Konsepsi tentang agama dipengaruhi oleh tujuan dari orang yang memberikan
definisi tersebut.
Mukti Ali, M.
Sastrapratedja mengatakan bahwa salah satu kesulitan untuk berbicara mengenai
masalah agama secara umum ialah adanya perbedaan - perbedaan dalam memahami arti
agama, di samping adanya perbedaan juga dalam cara memahami serta penerimaan
setiap agama terhadap suatu usaha memahami agama. Setiap agama memiliki
interprestasi (tafsiran) diri yang berbeda dan keluasan interprestasi diri itu
juga berbeda-beda.[2]
Pengertian agama
dari segi bahasa dapat kita ikuti antara lain uraian yang diberikan Harun
Nasution. Menurutnya, dalam masyarakat Indonesia selain dari kata agama,
dikenal pula kata din ( دِيْنٌ ) dari bahasa Arab dan kata religi dalam bahasa Eropa.
Menurutnya, agama berasal dari kata Sanskrit. Menurut satu pendapat, demikian
Harun Nasution mengatakan, kata itu tersusun dari dua kata, A = tidak dan GAM =
pergi, jadi agama artinya tidak pergi, tetap ditempat, diwarisi secara
turun-temurun.
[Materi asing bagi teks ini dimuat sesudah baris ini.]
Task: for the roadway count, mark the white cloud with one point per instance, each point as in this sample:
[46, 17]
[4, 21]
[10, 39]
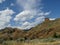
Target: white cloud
[52, 18]
[2, 1]
[5, 17]
[11, 4]
[31, 14]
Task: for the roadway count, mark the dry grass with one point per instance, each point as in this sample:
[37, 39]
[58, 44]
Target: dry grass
[30, 43]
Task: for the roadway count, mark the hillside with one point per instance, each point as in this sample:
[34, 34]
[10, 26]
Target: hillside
[49, 28]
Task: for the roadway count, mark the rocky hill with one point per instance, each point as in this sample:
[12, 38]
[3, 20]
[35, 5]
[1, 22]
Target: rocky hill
[49, 28]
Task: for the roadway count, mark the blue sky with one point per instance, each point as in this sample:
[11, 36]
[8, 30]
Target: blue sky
[25, 14]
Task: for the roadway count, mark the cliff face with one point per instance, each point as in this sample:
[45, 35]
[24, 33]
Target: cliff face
[43, 30]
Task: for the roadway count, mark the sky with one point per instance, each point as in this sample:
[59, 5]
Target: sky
[25, 14]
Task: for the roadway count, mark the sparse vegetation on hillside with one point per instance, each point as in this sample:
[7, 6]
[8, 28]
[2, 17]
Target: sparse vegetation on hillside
[47, 29]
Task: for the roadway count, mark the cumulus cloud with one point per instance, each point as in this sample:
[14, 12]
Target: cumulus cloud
[52, 18]
[2, 1]
[31, 15]
[5, 17]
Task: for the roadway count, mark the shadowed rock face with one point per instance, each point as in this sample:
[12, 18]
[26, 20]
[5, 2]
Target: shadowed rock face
[43, 30]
Hal demikian menunjukkan pada salah satu sifat agama, yaitu
diwarisi secara turun-temurun dari satu generasi ke generasi lainnya.
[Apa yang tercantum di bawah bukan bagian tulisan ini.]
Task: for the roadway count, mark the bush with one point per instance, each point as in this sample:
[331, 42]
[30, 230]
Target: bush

Selanjutnya, ada lagi pendapat yang mengatakan bahwa agama adalah teks atau
kitab suci, dan agama-agama memang mempunyai kitab-kitab suci. Selanjutnya
dikatakan lagi bahwa agama berarti tuntutan. Pengertian ini tampak
menggambarkan salah satu fungsi agama sebagai tuntunan bagi kehidupan manusia.
Selanjutnya din
dalam bahasa Semit berarti undang-undang atau hukum. Dalam bahasa Arab kata ini
mengandung arti menguasai, menundukkan, patuh, utang, balasan, dan kebiasaan.
Pengertian ini juga sejalan dengan kandungan agama yang di dalamnya terdapat
peraturan-peraturan yang merupakan hukum yang harus dipatuhi penganut agama
yang bersangkutan.
Adapun kata religi berasal dari bahasa Latin. Menurut
satu pendapat, demikian Harun Nasution mengatakan, bahwa asal kata religi
adalah relegere yang mengandung arti mengumpulkan dan membaca. Pengertian itu
juga sejalan dengan isi agama yang mengandung kumpulan cara-cara mengabdi
kepada Tuhan yang terkumpul dalam kitab Suci yang harus dibaca. Tetapi menurut
pendapat lain, kata itu berasal dari kata religare yang berarti mengikat.
Ajaran-ajaran agama memang mempunyai sifat mengikat bagi manusia. Ikatan ini
mempunyai pengaruh besar sekali terhadap kehidupan manusia sehari-hari. Ikatan
itu berasal dari suatu kekuatan yang lebih tinggi dari manusia. Suatu kekuatan
gaib yang tak dapat ditangkap oleh panca indra.
2.
Pelayanan Filsafat Terhadap Agama
Filsafat sekurang – kurangnya dapat menyumbangkan empat
pelayanan pada agama, di antaranya:
Pertama,
Salah satu masalah yang dihadapi oleh setiap agama wahyu adalah masalah
interpretasi. Maksudnya, teks wahyu yang merupakan Sabda Allah selalu dan
dengan sendirinya terumus dalam bahasa dari dunia. Akan tetapi segenap makna
dan arti bahasa manusia tidak pernah seratus persen pasti. Itulah sebabnya kita
begitu sering mengalami apa yang disebut salah paham. Hal itu juga berlaku bagi
bahasa wahana wahyu. Hampir pada setiap kalimat ada kemungkinan salah tafsir.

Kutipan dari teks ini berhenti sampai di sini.